Nesse seu livro, Hélder exercita sua memória, trazendo para o tempo presente pessoas com quem se avistou em algum tempo de sua puerilidade. O avô paterno, Pedro, analfabeto, mas poeta criador de repentes; a parteira que o recebeu, Nazaré Dorinha – sua mãe de umbigo; a portadora de deficiência física causada pela “boba” (poliomielite), Dona Dorinha; o homem do teatro de fantoches que não deixava nenhuma criança ter acesso aos bonecos, Joaquim Bonequeiro; a diretora do grupo escolar de Capistrano, uma das poucas moradoras da cidade que em 1970 possuía “televisão”, onde o escritor pôde assistir aos jogos da Copa do Mundo de Futebol, Dona Teresinha.
Em textos curtos, tessitura tradicional para as crônicas, Hélder vai legando para o leitor acesso a personagens de sua puerilidade que emanam de sua memória para novo patamar de existência. Com sensibilidade e sentimento amoroso, suas crônicas são leves, mesmo se o tema em foco não seja de muita alegria, como a abordagem referente a “Dona Isprito”, senhora de idade que ele conheceu quando já debilitada da saúde e que veio a falecer algum tempo depois de tê-la conhecido, fazendo-o guardar na memória sua imagem e sua delicadeza ao tocar-lhe as mãos.

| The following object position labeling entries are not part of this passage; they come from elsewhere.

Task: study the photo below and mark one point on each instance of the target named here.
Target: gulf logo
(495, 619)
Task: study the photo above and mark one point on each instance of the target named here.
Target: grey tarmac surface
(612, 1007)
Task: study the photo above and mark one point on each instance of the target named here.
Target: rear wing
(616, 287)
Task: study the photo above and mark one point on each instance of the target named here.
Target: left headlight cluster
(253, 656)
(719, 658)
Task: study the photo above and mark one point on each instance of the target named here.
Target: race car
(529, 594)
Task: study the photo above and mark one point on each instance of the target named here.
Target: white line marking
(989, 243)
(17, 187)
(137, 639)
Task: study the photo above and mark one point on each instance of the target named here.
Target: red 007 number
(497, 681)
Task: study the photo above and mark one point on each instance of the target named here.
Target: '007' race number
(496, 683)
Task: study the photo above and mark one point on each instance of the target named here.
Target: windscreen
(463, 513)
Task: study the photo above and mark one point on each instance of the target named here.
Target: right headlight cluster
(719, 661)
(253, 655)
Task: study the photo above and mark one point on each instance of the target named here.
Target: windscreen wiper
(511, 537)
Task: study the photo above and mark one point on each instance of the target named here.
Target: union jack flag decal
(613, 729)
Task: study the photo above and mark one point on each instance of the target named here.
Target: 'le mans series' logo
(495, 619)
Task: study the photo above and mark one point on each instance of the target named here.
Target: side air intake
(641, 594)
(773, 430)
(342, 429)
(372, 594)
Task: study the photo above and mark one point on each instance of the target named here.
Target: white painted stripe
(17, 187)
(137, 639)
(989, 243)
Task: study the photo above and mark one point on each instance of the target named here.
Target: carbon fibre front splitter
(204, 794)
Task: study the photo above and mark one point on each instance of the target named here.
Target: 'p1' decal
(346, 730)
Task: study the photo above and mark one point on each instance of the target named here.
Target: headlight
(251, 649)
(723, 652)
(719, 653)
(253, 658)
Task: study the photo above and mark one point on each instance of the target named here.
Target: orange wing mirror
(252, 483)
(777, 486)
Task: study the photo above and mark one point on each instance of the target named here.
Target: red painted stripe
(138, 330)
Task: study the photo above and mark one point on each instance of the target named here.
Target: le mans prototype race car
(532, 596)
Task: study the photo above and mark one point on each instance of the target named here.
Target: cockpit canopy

O poeta e cronista Hélder Pinheiro tece seus textos com palavras que não nos dizem dores, mas que nos transmitem alegria e deslumbramento. Sobre sua avó paterna, Raquel Alves, diz de sua independência financeira, fato que, para a época (casou-se em 1913), denotava sua altivez. Esta característica se projetava de maneiras diferentes para as pessoas: algumas tinham sua atenção, sua predileção, outras nem tanto, ficando-lhe distantes. Essa avó é marcante na memória pelo apego ao trabalho, principalmente em momentos de grande dificuldade e precisão.
São muitas as personagens rememoradas pelo escritor Hélder Pinheiro em seu "O silêncio e o olhar: personagens da minha infância" e todas elas, em cada crônica desenvolvida, são tratadas com sensibilidade, carinho, respeito, amor. “Vovó Irene”, por exemplo, é recordada com o sabor da emoção sentida quando ela, bem idosa, fez-lhe uma “serenata”, tocando teclado unicamente para o neto no apartamento em que moravam.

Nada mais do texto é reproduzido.